Poblete agreed that this fear creates tension between diners and restaurants, prompting FARE to partner with EveryBite to help dispel it.
“The dynamic menu gives consumers more up-to-date information about what they’re eating. It’s more options to customize those choices to fit their needs, while giving restaurants insights into consumer behavior,” she said. “This is a game changer.”
Currently, EveryBite reports more than 150,000 monthly users, with 1.9 million menu interactions in just 9 months The platform includes a feedback tab, and the company has been hearing from grateful diners.
“We get emails from the diners saying, ‘Thank you!’” Logan said. “That’s been great for us to hear, that we’re building something that not only personalizes the menu at its most important layer – what we eat – but diners are finding enough value that they’re writing in to us!”
Diners also have been complimenting restaurants, asking questions and making suggestions via the feedback tab, Conklin said.
“That’s really important,” he said. “There’s a lot of variation between diners.”
Diners also can use SmartMenu to create profiles that include and store their preferences, creating a single personalized experience for every menu in EveryBite’s restaurant network. By signing into the SmartMenu system, allergen-free selections automatically would appear for each restaurant they browse.
Restaurants also are satisfied with the platform.
“They love it,” Logan said.
In addition to being a more efficient way of presenting menu ingredients than the PDFs that many restaurants use, Logan said, SmartMenu provides actionable information about diners and their dining habits.
“Restaurants don’t want more data. They want actionable insights,” Conklin said. “We take all those data and then we provide insights about who their customers are.”
For example, he said, restaurants can learn which allergens diners chose to avoid, what they ordered instead, and where and when they ordered it. Now, restaurants can promote individual dishes to specific diners in real time.
“Now it’s optimizing for that individual,” Conklin said.
EveryBite also will work with FARE to generate quarterly reports about these dining patterns so restaurants better know how to access this consumer demographic, Poblete said.
“This partnership with EveryBite is a way to measure and demonstrate that opportunity, creating a different dynamic between the food allergy community and the restaurant industry that will provide access to a new consumer group for restaurants while keeping the food allergy patient safer,” Poblete said.
Looking ahead, EveryBite is working toward adding 250 restaurant brands, that will activate approximately 25,000 locations to offer SmartMenu, and have about 1.5 million monthly diners by the end of the year.
Logan noted that 68% of consumers visit a restaurant’s website before visiting the restaurant itself, so SmartMenu enables these diners to plan ahead. Next, EveryBite will help restaurants bring the SmartMenu experience into their locations.
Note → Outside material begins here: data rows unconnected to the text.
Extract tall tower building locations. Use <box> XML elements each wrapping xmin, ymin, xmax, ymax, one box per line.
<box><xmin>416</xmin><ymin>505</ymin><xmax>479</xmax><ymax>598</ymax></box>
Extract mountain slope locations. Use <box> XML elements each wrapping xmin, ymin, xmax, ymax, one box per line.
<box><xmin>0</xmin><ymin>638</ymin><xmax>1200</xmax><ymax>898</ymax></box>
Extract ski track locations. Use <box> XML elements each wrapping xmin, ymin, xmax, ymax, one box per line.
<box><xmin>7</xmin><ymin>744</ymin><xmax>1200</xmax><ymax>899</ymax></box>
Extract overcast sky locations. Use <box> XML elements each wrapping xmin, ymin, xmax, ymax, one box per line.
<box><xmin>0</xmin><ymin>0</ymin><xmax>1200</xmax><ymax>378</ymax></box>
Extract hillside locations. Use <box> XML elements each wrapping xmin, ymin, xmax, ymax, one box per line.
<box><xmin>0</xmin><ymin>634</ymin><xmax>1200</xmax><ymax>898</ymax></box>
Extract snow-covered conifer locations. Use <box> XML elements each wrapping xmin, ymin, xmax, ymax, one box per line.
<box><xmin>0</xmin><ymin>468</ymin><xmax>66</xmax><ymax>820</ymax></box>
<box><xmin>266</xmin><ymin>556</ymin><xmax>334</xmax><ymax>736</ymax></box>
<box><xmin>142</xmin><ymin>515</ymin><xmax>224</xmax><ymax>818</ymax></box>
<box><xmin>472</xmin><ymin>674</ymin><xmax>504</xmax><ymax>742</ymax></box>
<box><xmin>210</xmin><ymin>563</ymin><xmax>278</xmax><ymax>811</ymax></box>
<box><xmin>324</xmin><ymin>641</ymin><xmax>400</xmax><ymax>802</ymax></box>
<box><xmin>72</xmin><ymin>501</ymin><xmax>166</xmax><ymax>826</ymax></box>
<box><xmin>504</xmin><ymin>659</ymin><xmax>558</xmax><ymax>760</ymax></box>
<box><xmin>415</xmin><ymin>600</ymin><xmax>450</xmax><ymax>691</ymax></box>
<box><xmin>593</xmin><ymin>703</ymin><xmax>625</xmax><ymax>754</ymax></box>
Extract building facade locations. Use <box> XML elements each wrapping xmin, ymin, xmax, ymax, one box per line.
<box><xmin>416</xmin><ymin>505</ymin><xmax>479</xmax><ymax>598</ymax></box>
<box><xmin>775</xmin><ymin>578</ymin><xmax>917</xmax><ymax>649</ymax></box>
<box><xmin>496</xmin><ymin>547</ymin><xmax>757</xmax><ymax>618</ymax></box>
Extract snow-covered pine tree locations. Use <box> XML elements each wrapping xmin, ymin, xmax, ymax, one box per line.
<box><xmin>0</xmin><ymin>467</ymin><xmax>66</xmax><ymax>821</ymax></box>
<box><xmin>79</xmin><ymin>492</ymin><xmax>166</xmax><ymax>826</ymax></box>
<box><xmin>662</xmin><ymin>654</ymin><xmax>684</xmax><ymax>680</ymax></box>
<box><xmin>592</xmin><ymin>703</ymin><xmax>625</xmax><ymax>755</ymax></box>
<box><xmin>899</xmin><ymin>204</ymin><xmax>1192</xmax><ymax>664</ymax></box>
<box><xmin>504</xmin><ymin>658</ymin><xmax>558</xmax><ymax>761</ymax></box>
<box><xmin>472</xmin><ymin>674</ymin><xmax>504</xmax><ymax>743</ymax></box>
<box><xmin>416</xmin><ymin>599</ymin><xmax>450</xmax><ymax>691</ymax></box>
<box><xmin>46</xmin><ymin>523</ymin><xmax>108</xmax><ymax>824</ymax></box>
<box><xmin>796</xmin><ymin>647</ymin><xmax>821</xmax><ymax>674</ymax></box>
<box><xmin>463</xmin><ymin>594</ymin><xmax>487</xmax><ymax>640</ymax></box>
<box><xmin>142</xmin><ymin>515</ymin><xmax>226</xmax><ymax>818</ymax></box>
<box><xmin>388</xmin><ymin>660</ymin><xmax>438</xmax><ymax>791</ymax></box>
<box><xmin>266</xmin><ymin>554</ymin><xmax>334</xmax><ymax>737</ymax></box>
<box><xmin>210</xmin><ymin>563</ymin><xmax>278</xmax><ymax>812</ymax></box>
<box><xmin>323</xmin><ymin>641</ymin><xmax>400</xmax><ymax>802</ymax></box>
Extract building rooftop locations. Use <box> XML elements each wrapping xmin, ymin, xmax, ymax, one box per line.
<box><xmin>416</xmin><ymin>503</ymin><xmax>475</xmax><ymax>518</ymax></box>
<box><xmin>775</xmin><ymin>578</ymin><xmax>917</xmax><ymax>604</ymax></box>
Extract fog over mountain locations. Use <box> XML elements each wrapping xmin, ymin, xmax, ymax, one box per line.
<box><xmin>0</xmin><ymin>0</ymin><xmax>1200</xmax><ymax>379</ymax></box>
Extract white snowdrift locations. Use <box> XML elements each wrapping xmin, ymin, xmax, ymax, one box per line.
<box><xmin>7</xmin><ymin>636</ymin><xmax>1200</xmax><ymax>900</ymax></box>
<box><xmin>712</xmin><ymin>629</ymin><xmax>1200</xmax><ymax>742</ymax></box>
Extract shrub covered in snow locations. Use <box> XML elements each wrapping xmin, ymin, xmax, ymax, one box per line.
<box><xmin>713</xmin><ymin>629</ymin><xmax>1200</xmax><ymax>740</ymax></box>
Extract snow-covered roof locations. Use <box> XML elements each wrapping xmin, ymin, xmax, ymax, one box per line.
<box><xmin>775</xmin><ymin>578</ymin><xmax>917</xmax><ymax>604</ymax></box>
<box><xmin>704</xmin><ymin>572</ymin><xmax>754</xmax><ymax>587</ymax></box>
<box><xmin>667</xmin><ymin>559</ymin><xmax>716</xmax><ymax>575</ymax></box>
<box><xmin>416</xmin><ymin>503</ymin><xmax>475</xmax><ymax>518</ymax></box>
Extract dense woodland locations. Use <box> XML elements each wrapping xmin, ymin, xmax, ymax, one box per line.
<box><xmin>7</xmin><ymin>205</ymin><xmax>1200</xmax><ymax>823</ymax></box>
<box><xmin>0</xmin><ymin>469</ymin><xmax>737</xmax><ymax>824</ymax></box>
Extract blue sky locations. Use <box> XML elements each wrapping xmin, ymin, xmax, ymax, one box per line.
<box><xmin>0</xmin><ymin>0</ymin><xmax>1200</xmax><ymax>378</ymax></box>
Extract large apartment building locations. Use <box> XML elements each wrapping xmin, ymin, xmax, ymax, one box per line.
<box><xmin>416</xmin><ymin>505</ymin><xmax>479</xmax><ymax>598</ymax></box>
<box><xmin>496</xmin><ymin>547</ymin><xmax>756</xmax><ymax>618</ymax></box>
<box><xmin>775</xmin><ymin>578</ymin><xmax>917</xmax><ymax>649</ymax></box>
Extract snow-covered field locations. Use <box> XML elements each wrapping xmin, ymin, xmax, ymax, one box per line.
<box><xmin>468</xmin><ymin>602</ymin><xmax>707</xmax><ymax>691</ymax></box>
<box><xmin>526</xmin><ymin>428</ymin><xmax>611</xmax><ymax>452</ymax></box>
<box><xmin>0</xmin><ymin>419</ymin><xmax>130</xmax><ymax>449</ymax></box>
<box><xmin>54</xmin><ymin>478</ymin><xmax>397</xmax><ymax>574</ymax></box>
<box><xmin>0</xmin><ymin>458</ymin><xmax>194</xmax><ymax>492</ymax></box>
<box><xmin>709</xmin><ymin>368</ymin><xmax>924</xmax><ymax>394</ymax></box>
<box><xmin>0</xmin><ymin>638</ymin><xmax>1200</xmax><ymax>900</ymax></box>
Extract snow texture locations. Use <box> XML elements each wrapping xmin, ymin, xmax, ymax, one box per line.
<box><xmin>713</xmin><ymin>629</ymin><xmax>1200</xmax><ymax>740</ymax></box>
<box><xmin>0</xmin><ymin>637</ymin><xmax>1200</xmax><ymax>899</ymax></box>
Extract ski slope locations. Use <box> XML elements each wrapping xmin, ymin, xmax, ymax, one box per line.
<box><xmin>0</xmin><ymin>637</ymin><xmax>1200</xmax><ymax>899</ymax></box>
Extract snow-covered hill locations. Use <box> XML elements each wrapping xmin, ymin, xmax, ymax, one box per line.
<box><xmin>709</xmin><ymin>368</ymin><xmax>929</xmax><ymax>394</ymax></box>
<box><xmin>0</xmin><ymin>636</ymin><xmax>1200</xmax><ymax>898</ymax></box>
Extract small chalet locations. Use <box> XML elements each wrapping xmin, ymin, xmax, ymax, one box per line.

“We’re basically doing QR codes directly in the restaurant,” Conklin said. “That allows the diner to jump directly into their SmartMenu, so the diner can answer all these questions themselves without having to ask the front house staff.”
Logan said that this technology “is just the beginning,” too.
“There’s going to be so many other feature enhancements to personalize the dining experience, such as online ordering and AI dish recommendations,” she said. “Over a million people love what we’re doing already, and we’re just getting started.”
“Our community is value-added for the restaurant industry,” Poblete said. “We are a significant, loyal and underserved community group who frequents establishments, especially where we are made safe.”